The Phillies beat the Dodgers for the National League Pennant in the last game on the last day of the season in the 11th inning at Ebbets Field in Brooklyn against that man Newcombe with Roberts holding the formidable Brooklyn bats to one run, and Mike Goliat getting four hits. Two days later they met the dynamic New York Yankees and were roundly trounced in four games, three by one run. Yes, the Yankees had a superb team and the Phillies were doomed before the umpire said the sacred words of ‘Play ball.’

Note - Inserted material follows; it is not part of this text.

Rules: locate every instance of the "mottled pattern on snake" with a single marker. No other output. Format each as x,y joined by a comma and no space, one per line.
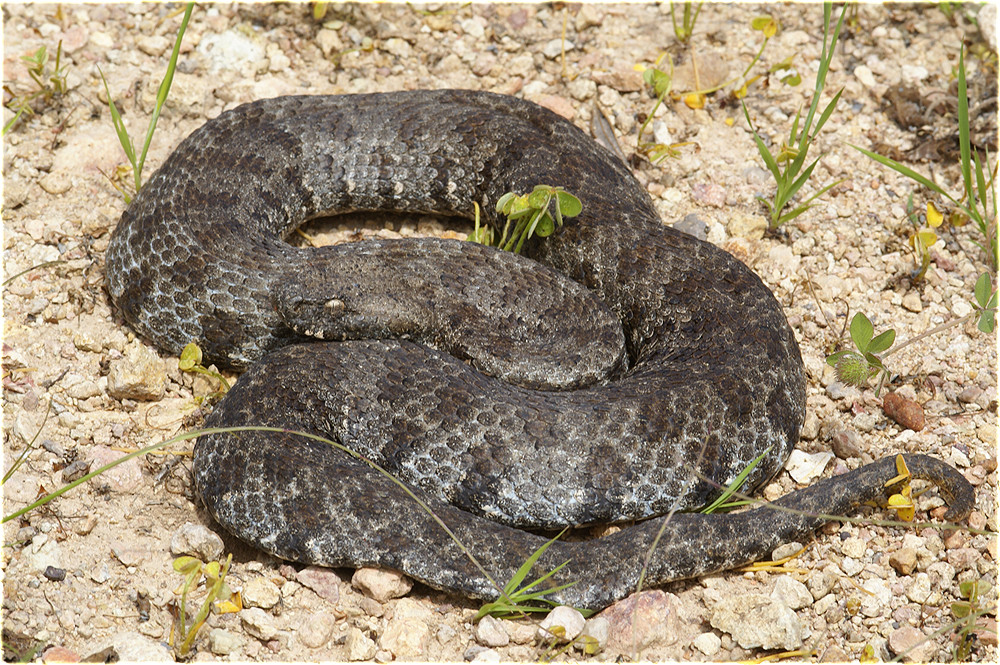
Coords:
711,376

Ace left-handed pitcher Curt Simmons was called to active duty for the Korean War and left the team in September. The third starting pitcher Bubba Church was hit in the face by a line drive that same month and went on the injury list. Then the fourth man in the rotation was carrying a suitcase on a stairway in a train station when he fell and twisted his back in what became a lifelong disability. When the Series started the Phillies were very long shots with only one of their four starters available, that is, Roberts who had, two days before, pitched an eleven inning game, well over the magic pitch count of today. But wait there is more! The starting catcher, Andy Seminick, broke his ankle in that last game with the Dodgers. He played on, including the World Series, shot full of novocain and taped toe to knee. This, by the way, was not the last disaster for this team. When Simmons returned the following year, he tested his new electric law mower with his foot. Since it was silent, he could not tell if it was running so he struck his toe under it to see. He saw…a lot of blood and a career-ending injury. (Though in fact with a prothesis and agonising physiotherapy he did make a comeback.)
As quickly as they had arrived at the top they fell to the bottom of the heap for years to come.
The sobriquet ‘Whiz’ was created by the pressmen in spring training in 1950 (p215) to reflect on the fast finish the Phillies had made in 1949 and the very successful spring training they had. (Wherein Roberts struck out Ted Williams in an exhibition game with a slow curve. For the record, Williams had his revenge in the next at bat, hitting a home run off Roberts). The nickname might also have been inspired by the popular radio program of the day, ‘The Quiz Kids,’ who answered all manner of trivia questions. However, the Phillies’ roster was not appreciably younger or smarter (see the reference to a lawn mower above) than those of other teams. Subsequently, it had another application to refer to how fast the Phillies faded from NL pennant contention in the following years.
Partly thanks to the efforts of James Michener and others, Robin Roberts was inducted into baseball’s Vahalla at Cooperstown with a career record of W 286-L 245 with 305 complete games. At one point he pitched 28 straight complete games, five of them had extra innings. Because the Phillies barely averaged 2 runs a game in his tenure, Roberts, one member of the nerd kingdom estimates, lost more than 50 games by one run. In that World Series he pitched 11 earned runs scoreless innings in two games, and yet lost one because of an error. Like many others, he found it hard to quit and hung on MLB for 18 years.